30 977 AIVD

Nr. 56 BRIEF VAN DE MINISTER VAN BINNENLANDSE ZAKEN EN KONINKRIJKSRELATIES

Aan de Voorzitter van de Tweede Kamer der Staten-Generaal

Den Haag, 21 juni 2013

Uw Kamer heeft het kabinet gevraagd om uiteen te zetten hoe de wettelijke bevoegdheden van de Nederlandse inlichtingen- en veiligheidsdiensten zich verhouden tot het zogeheten PRISM-programma of vergelijkbare methoden van informatievergaring. Bovendien heeft uw Kamer verzocht in te gaan op de brief van Bits of Freedom aan de minister van Binnenlandse Zaken en Koninkrijksrelaties van 12 juni jl. Hierbij informeer ik u mede namens de minister van Defensie en de minister van Veiligheid en Justitie.

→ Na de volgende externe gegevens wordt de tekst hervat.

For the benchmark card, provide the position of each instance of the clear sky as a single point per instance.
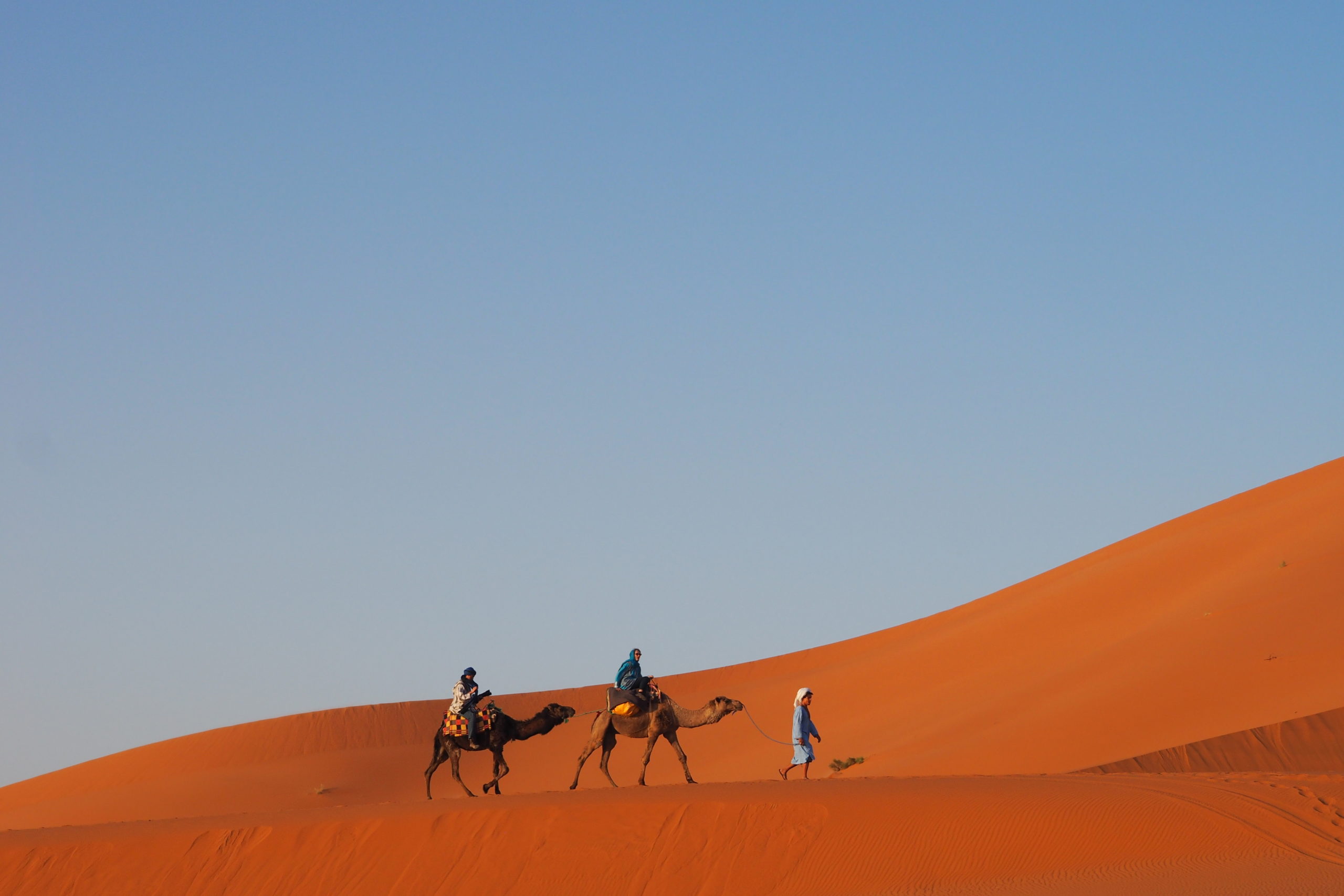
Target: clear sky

Taken en bevoegdheden van de Nederlandse inlichtingen- en veiligheidsdiensten

De taken van de Algemene Inlichtingen en Veiligheidsdienst (AIVD) en de Militaire Inlichtingen- en Veiligheidsdienst (MIVD) zijn vastgelegd in de artikelen 6 en 7 van de Wet op de inlichtingen- en veiligheidsdiensten 2002 (Wiv 2002). De diensten kunnen onder meer onderzoek doen naar organisaties en personen die een gevaar vormen voor het voortbestaan van de democratische rechtsorde, de nationale veiligheid of andere gewichtige belangen van de staat (AIVD). Ook kunnen zij onderzoek doen naar factoren die van invloed kunnen zijn op de handhaving en de bevordering van de internationale rechtsorde voor zover de krijgsmacht daarbij betrokken is of kan worden (MIVD). Voorbeelden hiervan zijn onderzoek naar terroristische netwerken en spionageactiviteiten van buitenlandse mogendheden, en onderzoek ten behoeve van de veiligheid en de taakuitvoering van de Nederlandse krijgsmacht in operaties.

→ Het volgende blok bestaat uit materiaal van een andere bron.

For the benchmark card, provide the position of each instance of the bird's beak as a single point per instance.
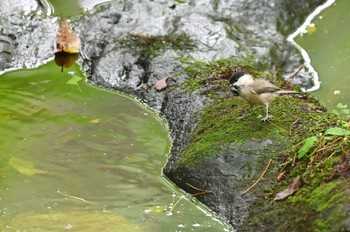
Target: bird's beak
(234, 90)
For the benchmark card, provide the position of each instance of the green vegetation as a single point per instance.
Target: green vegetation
(313, 145)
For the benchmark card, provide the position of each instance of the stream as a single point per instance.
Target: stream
(75, 157)
(326, 41)
(81, 158)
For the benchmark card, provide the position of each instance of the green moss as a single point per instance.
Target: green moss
(220, 125)
(149, 45)
(319, 203)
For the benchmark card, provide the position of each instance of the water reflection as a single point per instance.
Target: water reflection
(327, 43)
(84, 159)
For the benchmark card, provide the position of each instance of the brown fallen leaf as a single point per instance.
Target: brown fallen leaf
(67, 40)
(281, 176)
(292, 188)
(161, 84)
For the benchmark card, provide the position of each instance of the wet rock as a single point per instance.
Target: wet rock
(27, 39)
(219, 29)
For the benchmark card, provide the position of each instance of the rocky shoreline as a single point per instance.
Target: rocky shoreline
(129, 46)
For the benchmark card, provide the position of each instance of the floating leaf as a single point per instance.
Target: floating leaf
(74, 80)
(24, 167)
(337, 131)
(306, 147)
(67, 41)
(161, 84)
(66, 60)
(311, 28)
(292, 188)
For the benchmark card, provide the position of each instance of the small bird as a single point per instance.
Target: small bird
(255, 91)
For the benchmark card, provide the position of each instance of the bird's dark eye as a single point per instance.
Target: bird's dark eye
(237, 87)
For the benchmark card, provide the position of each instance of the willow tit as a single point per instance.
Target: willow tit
(255, 91)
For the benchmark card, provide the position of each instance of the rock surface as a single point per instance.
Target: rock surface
(219, 29)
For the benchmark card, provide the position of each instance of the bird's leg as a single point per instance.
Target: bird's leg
(267, 114)
(246, 113)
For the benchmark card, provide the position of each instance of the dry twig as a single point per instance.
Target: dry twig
(257, 181)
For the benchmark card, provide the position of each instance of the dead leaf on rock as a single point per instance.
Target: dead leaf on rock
(67, 40)
(292, 188)
(161, 84)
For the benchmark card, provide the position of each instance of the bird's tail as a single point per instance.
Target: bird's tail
(282, 91)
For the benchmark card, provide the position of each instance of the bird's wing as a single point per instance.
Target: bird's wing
(262, 86)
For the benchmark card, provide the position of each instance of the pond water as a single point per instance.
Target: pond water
(68, 8)
(326, 39)
(78, 158)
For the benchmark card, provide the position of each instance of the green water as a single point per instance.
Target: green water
(328, 45)
(79, 158)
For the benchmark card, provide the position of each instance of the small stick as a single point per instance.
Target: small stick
(296, 71)
(201, 193)
(257, 181)
(76, 198)
(195, 187)
(177, 202)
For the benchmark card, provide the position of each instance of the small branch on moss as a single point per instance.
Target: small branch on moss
(278, 127)
(175, 204)
(202, 191)
(258, 180)
(296, 71)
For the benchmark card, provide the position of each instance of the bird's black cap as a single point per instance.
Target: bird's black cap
(236, 76)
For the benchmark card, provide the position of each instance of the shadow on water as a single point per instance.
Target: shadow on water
(78, 157)
(326, 41)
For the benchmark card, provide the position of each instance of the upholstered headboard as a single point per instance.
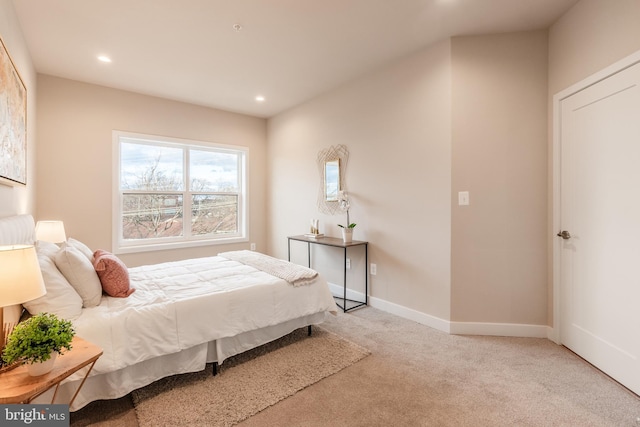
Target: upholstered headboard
(16, 230)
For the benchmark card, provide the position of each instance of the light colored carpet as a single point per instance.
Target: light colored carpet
(418, 376)
(246, 384)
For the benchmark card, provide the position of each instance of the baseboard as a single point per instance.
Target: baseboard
(338, 290)
(463, 328)
(500, 329)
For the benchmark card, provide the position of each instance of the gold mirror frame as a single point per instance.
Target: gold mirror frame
(332, 164)
(331, 180)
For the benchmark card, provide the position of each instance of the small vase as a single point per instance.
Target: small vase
(41, 368)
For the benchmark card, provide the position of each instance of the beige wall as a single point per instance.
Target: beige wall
(499, 155)
(75, 124)
(19, 199)
(396, 125)
(589, 37)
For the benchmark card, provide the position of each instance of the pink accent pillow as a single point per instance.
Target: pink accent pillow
(113, 274)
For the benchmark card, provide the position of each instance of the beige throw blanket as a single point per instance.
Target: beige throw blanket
(295, 274)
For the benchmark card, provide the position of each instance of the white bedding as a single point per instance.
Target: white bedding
(178, 305)
(182, 315)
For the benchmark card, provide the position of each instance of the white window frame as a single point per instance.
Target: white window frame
(120, 245)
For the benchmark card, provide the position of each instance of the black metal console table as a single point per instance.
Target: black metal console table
(338, 243)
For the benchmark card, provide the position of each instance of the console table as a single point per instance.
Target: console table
(347, 304)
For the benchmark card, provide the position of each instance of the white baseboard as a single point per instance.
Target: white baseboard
(500, 329)
(463, 328)
(338, 290)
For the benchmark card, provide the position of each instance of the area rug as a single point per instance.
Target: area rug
(246, 384)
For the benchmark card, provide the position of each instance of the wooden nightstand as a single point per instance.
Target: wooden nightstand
(19, 387)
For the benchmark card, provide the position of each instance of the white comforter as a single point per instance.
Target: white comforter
(178, 305)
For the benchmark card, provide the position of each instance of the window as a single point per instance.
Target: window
(174, 193)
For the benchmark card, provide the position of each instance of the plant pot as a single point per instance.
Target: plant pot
(41, 368)
(347, 234)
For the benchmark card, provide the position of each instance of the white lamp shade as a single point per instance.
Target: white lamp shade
(20, 276)
(50, 231)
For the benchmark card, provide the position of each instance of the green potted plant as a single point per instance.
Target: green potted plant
(37, 341)
(345, 204)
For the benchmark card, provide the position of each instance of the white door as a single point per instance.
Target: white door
(600, 208)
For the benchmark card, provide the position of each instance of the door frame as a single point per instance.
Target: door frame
(633, 59)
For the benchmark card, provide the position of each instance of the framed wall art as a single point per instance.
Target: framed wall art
(13, 122)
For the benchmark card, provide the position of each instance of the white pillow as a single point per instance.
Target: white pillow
(46, 248)
(80, 273)
(61, 299)
(81, 247)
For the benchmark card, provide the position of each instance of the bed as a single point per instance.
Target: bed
(181, 316)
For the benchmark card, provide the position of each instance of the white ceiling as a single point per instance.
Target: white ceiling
(289, 51)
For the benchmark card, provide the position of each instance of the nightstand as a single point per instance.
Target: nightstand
(19, 387)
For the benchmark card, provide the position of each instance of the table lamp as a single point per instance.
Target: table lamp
(20, 279)
(50, 231)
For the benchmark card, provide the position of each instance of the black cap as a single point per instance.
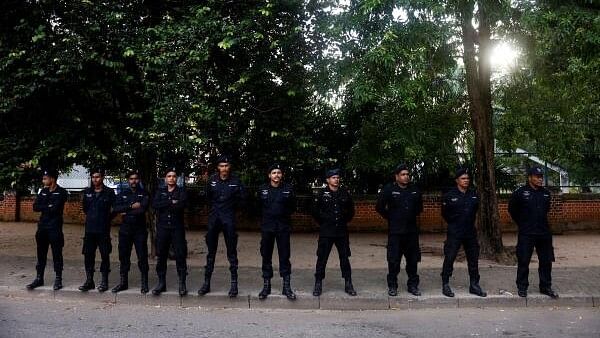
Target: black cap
(461, 171)
(400, 167)
(96, 170)
(275, 166)
(333, 172)
(50, 172)
(535, 171)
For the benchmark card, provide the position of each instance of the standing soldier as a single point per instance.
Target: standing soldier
(226, 194)
(459, 208)
(333, 209)
(400, 203)
(277, 203)
(132, 204)
(169, 203)
(529, 206)
(98, 201)
(50, 202)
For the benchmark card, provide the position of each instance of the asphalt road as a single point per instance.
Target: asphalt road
(51, 318)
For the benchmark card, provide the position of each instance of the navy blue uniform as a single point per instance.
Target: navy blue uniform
(459, 211)
(97, 207)
(133, 230)
(170, 229)
(400, 207)
(224, 197)
(333, 210)
(277, 205)
(529, 208)
(50, 227)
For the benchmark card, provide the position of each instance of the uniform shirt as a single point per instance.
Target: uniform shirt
(529, 208)
(225, 196)
(400, 206)
(51, 205)
(277, 205)
(132, 218)
(459, 210)
(97, 207)
(170, 215)
(333, 210)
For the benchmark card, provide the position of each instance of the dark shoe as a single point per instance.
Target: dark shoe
(318, 288)
(123, 285)
(89, 282)
(414, 290)
(103, 282)
(161, 286)
(447, 291)
(57, 282)
(349, 288)
(144, 281)
(266, 289)
(475, 289)
(287, 289)
(37, 282)
(549, 292)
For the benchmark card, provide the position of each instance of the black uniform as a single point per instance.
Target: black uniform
(97, 207)
(277, 205)
(459, 210)
(401, 206)
(224, 196)
(50, 225)
(133, 229)
(529, 208)
(170, 229)
(333, 210)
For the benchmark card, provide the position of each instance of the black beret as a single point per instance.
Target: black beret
(535, 171)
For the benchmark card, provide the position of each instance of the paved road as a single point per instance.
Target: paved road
(42, 318)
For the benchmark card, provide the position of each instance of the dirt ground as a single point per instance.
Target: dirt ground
(368, 249)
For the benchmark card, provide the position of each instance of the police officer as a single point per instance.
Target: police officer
(459, 208)
(333, 209)
(132, 204)
(169, 204)
(225, 194)
(277, 203)
(98, 201)
(50, 202)
(400, 203)
(528, 207)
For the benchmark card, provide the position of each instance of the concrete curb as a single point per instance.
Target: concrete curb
(328, 301)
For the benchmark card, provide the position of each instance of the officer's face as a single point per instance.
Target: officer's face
(463, 181)
(536, 180)
(275, 176)
(403, 177)
(171, 178)
(133, 181)
(334, 181)
(97, 179)
(224, 169)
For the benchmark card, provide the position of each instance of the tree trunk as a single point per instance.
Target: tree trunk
(478, 72)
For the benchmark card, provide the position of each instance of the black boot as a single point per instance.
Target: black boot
(161, 286)
(58, 281)
(447, 291)
(103, 282)
(89, 282)
(287, 288)
(318, 289)
(475, 289)
(144, 282)
(123, 285)
(266, 289)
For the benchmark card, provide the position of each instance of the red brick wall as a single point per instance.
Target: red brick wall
(568, 212)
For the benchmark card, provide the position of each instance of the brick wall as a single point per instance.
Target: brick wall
(568, 212)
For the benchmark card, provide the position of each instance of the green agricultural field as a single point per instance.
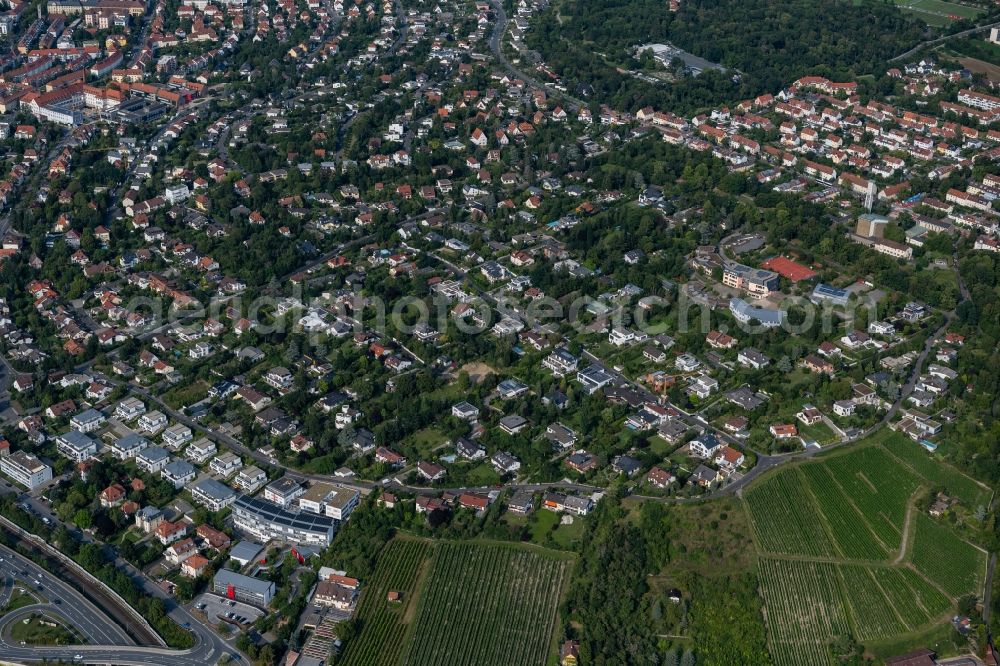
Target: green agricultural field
(854, 539)
(784, 517)
(383, 624)
(487, 604)
(954, 565)
(804, 609)
(843, 549)
(879, 486)
(956, 484)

De Wiv 2002 regelt op afzonderlijke, uitputtende wijze de verwerking van gegevens door de AIVD en de MIVD, met inbegrip van persoonsgegevens (artikel 12 en verder van de Wiv 2002). De Wet bescherming persoonsgegevens is om die reden niet van toepassing op deze gegevensverwerking. De Wiv 2002 stelt expliciete eisen aan de gegevensverwerking; die is slechts toegestaan voor een welbepaald doel en moet noodzakelijk zijn voor de uitvoering van de taken van de diensten. Ook moet de verwerking op behoorlijke en zorgvuldige wijze gebeuren en in overeenstemming met de wet. Daarnaast verplicht de Wiv 2002 de hoofden van de diensten om onder meer zorg te dragen voor de geheimhouding van gegevens en van de bronnen (artikel 15 van de Wiv 2002). Artikel 17 van de Wiv 2002 legt de algemene bevoegdheid van diensten vast om ten behoeve van de taakuitvoering van de diensten aan een ieder gegevens te vragen. Er bestaat overigens geen verplichting om mee te werken aan dergelijke verzoeken; medewerking geschiedt op vrijwillige basis.

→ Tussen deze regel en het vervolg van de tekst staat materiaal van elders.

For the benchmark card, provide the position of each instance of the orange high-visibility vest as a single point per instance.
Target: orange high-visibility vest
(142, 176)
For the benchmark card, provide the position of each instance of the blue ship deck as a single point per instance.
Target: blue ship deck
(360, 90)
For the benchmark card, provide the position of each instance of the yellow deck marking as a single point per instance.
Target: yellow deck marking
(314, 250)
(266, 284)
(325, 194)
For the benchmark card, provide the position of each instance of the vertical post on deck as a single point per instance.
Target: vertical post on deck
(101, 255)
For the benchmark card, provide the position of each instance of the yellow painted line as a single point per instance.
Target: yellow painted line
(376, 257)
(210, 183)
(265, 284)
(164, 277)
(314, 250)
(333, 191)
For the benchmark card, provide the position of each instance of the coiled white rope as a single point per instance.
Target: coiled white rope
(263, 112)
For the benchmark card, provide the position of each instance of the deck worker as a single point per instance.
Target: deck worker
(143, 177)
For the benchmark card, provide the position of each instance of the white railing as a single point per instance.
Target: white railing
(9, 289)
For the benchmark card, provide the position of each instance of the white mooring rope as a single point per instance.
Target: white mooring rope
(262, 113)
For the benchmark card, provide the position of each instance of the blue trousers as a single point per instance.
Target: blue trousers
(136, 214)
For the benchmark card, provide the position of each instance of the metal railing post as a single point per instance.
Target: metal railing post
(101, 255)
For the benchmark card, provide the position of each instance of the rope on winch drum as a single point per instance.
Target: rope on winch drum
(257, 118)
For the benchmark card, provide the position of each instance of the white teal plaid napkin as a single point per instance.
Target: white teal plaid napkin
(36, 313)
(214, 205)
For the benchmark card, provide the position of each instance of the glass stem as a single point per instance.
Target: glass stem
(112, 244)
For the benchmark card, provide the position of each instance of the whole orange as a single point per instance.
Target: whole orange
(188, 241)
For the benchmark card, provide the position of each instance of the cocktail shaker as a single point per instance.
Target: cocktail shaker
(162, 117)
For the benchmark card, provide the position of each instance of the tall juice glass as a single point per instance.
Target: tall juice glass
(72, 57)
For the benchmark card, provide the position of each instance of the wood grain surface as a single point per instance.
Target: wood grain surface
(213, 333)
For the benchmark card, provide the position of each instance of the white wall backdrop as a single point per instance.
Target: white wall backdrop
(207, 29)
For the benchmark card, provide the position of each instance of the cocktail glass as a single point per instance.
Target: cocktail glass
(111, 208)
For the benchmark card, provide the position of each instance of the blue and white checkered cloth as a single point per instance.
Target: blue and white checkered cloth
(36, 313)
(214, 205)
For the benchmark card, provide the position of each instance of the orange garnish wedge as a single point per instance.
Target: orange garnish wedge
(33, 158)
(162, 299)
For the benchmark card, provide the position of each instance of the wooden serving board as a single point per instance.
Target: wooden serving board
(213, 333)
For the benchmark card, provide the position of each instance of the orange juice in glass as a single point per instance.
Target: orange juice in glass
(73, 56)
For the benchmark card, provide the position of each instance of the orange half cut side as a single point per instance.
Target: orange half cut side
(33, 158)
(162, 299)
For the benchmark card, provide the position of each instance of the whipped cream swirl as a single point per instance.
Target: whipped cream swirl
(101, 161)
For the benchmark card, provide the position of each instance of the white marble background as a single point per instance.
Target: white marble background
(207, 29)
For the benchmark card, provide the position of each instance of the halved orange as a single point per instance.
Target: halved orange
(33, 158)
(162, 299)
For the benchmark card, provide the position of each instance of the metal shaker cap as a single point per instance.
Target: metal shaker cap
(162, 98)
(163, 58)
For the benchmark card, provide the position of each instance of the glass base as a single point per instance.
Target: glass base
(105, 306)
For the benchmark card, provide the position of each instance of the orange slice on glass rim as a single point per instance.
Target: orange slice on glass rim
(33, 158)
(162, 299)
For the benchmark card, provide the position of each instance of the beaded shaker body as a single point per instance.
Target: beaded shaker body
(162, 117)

Naast de algemene bevoegdheid tot het verwerven van gegevens kunnen diensten voor hun taakuitvoering bijzondere bevoegdheden inzetten (artikel 20 en verder van de Wiv 2002). De inzet van deze bevoegdheden kan leiden tot beperking van het recht op bescherming van de persoonlijke levenssfeer. Om deze reden gaat aan de inzet van de bevoegdheid altijd een beoordeling vooraf of de inzet voldoet aan het noodzakelijkheids-, proportionaliteits- en subsidiariteitsvereiste. De artikelen 24 tot en met 27 van de Wiv 2002 beschrijven de bijzondere bevoegdheden die betrekking hebben op de verwerving van gegevens in het elektronische communicatiedomein.

PRISM

De Amerikaanse Director of National Intelligence heeft zaterdag 8 juni jl. in een factsheet toegelicht dat het programma PRISM een computersysteem is dat de Amerikaanse overheid gebruikt voor de gerichte vergaring van buitenlandse informatie van aanbieders van elektronische communicatie voor inlichtingendoeleinden1. Deze factsheet is te vinden op de website van the Office of the Director of National Intelligence (www.dni.gov ). Op dezelfde website zijn in de afgelopen dagen nog nadere feiten over het programma bekendgemaakt. De Eurocommissarissen van Justitie en van Binnenlandse zaken, Reding en Malmström, hebben tijdens een gesprek met de Amerikaanse Minister van Justitie Holder van hem de toezegging gekregen dat de Verenigde Staten de EU nader zullen informeren over PRISM en vergelijkbare programma’s. Hiertoe wordt een expertgroep opgezet die zich ook zal buigen over de bescherming van de persoonlijke levenssfeer.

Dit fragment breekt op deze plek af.